Her radio shows have been known for their ironical comments on politicians and often sparked controversy. Apart from rising popularity, this led to the highest number of complaints to the Superior Audiovisual Council (CSA) in 2020, all media combined. The CSA, however, declared on several occasions that the comments made in the programmes "cannot be considered as exceeding the limits of freedom of expression." In 2020, Vanhoenacker's daily show By Jupiter! (referring to French president Emmanuel Macron) was enjoying growing success and had an audience of 1.3 million listeners per day on average. At the end of 2023, after her morning show had run for eight years, she had to stop after protests and death threats concerning a controversial sketch about Benjamin Netanyahu by her colleague Guillaume Meurice. On 23 June 2024, she further announced that France Inter had decided to end her satirical evening show Le Grand Dimanche soir that had been running for ten years. On the other hand, she was confirmed for her weekly show Bistroscopie and for a new morning show starting in August 2024.

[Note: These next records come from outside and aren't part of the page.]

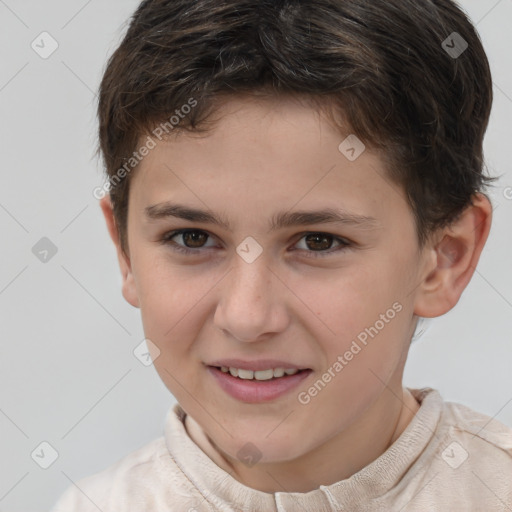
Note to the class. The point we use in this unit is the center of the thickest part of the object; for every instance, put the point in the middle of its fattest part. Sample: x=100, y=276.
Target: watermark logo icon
x=249, y=454
x=352, y=148
x=44, y=455
x=454, y=45
x=249, y=250
x=454, y=455
x=44, y=250
x=146, y=352
x=44, y=45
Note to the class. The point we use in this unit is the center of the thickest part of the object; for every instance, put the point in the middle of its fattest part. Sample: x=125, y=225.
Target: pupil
x=195, y=235
x=316, y=237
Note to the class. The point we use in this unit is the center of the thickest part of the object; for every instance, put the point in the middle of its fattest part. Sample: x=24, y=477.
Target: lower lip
x=257, y=391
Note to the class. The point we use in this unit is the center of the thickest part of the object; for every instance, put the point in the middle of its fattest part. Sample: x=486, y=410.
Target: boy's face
x=300, y=301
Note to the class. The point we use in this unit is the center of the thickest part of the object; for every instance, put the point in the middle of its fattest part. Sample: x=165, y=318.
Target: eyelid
x=344, y=244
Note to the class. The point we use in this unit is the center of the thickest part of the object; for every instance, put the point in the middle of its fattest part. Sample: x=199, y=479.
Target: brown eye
x=319, y=241
x=318, y=244
x=194, y=239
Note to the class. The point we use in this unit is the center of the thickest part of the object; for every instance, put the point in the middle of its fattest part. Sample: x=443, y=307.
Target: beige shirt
x=449, y=458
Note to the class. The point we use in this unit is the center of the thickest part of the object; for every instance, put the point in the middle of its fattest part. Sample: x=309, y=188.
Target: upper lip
x=260, y=364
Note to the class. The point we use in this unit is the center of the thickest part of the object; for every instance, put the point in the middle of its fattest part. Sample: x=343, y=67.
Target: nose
x=252, y=304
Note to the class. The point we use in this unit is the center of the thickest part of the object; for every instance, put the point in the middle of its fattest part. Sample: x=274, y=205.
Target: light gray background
x=69, y=376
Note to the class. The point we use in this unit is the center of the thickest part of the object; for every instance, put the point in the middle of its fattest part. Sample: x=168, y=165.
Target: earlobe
x=129, y=290
x=453, y=259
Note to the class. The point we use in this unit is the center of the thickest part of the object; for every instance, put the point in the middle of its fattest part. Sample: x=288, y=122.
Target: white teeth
x=258, y=374
x=245, y=374
x=278, y=372
x=264, y=374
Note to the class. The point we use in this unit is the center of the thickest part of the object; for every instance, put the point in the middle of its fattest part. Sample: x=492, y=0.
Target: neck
x=383, y=422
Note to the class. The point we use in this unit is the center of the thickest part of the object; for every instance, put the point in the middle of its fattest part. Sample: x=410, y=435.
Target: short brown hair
x=381, y=63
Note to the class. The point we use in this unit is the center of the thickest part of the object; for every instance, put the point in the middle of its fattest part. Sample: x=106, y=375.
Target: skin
x=264, y=156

=== Other activities as journalist ===
From 2016 to 2017, Vanhoenacker hosted a humoristic programme at the end of L'Émission politique on French public TV channel France 2. In 2019, she became the co-editor of Siné Madame, a satirical companion magazine written and designed by women authors for French illustrated Siné Mensuel magazine, founded by French cartoonist Siné.

== Publications ==
In 2015, Vanhoenacker published a collection of her radio commentaries titled Bonjour la France (Good morning, France). For this, she chose 80 essays out of more than 600 of her morning shows at France Inter that are supposed to "stand the test of time". In Debout les damnés de l'Uber (Rise, you damned by Uber), published in 2020, she presented 80 satirical essays about life in the 21st century, including consumer culture, unemployment, the precarious conditions of people working for ride-sharing and delivery companies, as well as other aspects of modern life she compared to a rat race.

Further, she authored illustrated books dealing with political humour, the French president and everyday topics such as vacations.

- "Bonjour la France" (2015)
- with Guillaume Meurice, Cami (illustrations) (2019). "Le cahier de vacances de Manu : monsieur le président de la République"
- "Debout les damnés de l'Uber" (2020)
- "Le cahier de vacances de Manu: monsieur le président de la République (vol. 2)" (2020)
- "Aux vannes, citoyens! Petit essai d'humour politique" (2022)
- with Lecoq, Titiou (2023). "En vacances, Simone!"